Civic engagement in urban governance requires new forms of urban partnerships between users, designers and decision-makers. To achieve these, it is important to foster horizontal linkages between different organisations and actors involved in human settlements development: politicians, activists, advocacy groups, self-help organisations, professionals, employers, users and beneficiaries. It is also necessary to maintain vertical linkages between the various levels of political power – local, regional, national and federal – and ensure that the interests of both women and men are represented at each stage.

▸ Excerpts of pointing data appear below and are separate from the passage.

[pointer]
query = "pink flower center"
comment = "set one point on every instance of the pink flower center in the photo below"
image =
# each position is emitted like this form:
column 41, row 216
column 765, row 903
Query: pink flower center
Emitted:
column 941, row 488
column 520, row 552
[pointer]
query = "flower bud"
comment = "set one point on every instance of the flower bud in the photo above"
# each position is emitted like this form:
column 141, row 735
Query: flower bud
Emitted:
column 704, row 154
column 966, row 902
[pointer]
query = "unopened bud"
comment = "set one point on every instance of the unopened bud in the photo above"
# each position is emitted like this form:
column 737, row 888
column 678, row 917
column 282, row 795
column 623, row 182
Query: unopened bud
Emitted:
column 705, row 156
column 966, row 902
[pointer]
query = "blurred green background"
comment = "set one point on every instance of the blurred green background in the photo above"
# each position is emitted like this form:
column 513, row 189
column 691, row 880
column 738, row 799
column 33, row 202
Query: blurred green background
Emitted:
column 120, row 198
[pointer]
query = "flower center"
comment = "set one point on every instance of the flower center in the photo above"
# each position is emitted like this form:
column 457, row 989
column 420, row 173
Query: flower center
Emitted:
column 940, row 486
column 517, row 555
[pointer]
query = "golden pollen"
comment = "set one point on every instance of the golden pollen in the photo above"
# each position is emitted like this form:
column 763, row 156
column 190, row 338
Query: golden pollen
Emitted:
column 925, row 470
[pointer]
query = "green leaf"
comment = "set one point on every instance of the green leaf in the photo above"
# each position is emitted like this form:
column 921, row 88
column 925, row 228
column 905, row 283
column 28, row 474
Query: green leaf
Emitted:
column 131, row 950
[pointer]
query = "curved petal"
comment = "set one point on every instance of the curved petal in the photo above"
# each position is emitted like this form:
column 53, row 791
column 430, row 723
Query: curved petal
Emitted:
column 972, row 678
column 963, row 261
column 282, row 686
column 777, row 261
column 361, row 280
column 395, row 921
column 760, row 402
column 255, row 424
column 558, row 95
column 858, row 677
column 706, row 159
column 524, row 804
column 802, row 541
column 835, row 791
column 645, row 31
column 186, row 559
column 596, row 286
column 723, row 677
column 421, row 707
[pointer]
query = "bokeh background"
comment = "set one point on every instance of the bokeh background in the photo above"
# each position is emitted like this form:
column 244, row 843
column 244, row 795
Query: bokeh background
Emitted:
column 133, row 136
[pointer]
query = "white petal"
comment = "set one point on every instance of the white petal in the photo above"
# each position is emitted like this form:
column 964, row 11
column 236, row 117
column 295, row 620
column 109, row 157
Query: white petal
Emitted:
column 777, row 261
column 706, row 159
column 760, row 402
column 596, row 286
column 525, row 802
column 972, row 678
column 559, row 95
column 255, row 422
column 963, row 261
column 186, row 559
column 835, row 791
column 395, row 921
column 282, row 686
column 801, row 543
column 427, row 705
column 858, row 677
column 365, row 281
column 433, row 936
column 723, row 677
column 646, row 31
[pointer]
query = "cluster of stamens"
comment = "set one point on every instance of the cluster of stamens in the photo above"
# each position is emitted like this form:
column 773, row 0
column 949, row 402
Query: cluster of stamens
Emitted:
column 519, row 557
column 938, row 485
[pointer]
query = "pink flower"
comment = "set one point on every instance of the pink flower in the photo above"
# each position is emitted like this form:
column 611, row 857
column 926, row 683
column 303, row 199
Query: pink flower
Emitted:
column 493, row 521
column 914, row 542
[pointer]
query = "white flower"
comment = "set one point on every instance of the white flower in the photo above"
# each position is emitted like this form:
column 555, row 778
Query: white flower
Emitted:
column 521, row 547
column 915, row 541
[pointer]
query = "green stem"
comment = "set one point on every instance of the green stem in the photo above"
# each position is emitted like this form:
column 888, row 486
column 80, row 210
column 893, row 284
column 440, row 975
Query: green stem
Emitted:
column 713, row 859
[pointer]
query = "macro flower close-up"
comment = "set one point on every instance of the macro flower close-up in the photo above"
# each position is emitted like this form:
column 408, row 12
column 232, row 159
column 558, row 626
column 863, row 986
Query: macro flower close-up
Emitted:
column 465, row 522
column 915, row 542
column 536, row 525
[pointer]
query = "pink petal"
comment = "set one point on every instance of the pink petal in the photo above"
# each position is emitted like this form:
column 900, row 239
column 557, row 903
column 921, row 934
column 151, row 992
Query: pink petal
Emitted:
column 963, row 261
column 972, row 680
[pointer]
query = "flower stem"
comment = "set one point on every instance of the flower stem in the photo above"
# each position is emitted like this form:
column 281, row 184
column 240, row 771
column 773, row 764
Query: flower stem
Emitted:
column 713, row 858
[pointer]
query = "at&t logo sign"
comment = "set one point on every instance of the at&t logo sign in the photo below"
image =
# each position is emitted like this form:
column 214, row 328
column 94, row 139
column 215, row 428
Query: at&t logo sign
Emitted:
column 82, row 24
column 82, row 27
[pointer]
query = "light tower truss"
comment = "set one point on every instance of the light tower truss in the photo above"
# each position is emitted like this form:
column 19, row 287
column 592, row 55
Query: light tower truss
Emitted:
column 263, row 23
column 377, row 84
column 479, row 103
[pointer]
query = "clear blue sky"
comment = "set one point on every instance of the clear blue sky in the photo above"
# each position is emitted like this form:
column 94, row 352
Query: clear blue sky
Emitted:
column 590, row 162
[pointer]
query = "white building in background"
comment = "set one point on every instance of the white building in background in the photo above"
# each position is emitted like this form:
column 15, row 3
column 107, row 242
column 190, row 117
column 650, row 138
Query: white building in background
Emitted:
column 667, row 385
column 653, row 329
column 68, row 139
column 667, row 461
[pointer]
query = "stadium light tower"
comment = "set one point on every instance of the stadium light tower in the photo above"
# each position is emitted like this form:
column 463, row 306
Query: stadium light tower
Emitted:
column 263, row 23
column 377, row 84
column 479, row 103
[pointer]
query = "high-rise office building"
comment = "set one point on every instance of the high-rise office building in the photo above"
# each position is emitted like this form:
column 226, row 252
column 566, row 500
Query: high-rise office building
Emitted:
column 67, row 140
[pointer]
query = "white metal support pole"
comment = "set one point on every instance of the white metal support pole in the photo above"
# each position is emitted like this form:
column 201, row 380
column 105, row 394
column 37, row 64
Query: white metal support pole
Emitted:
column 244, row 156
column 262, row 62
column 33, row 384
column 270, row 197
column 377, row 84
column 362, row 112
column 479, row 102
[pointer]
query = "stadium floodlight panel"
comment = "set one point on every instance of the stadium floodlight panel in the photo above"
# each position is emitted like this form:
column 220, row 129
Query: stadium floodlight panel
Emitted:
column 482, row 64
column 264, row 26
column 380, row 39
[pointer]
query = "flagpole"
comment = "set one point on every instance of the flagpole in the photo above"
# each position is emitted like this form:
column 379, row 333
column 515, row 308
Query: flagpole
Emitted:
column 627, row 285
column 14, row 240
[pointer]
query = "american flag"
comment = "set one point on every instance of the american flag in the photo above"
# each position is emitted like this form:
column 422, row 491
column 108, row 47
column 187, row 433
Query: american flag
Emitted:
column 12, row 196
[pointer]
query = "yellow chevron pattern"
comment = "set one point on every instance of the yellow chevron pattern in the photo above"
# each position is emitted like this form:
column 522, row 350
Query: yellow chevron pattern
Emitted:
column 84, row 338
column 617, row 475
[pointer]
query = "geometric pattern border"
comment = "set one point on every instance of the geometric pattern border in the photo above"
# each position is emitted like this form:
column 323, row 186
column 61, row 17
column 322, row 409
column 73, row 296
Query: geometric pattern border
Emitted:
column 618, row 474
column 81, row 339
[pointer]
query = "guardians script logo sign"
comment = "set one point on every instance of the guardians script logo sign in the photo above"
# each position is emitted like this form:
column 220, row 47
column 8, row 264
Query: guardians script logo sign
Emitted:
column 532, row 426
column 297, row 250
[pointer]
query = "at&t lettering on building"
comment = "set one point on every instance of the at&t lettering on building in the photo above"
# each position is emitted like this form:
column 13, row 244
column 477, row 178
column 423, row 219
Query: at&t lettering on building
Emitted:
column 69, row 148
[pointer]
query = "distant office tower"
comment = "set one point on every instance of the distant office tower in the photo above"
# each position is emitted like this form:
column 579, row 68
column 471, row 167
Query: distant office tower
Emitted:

Linkages and partnerships do not necessarily imply gender harmony and lack of conflict as different interest-based groups will defend their interests both within and between organisations. But it does imply keeping the channels of communication open and an inclusive rather than exclusive approach to urban partnerships. Partnerships should ideally be built on shared interests, reciprocal support and mutual benefit, with each partner contributing according to their respective resources, strengths and areas of expertise.
Reciprocity is built on valuing and legitimising the specific resources of the partners, whether these are material resources, managerial coordination, local information, professional expertise, entrepreneurship or the enthusiasm and energy of residents. Clearly there is a need to recognise the interests, contributions and reciprocal potential of women as well as men. An increasingly common approach to democratising and fostering the concept and process of gender-sensitive partnership, is to consider women as equal stakeholders, with specific interests and needs.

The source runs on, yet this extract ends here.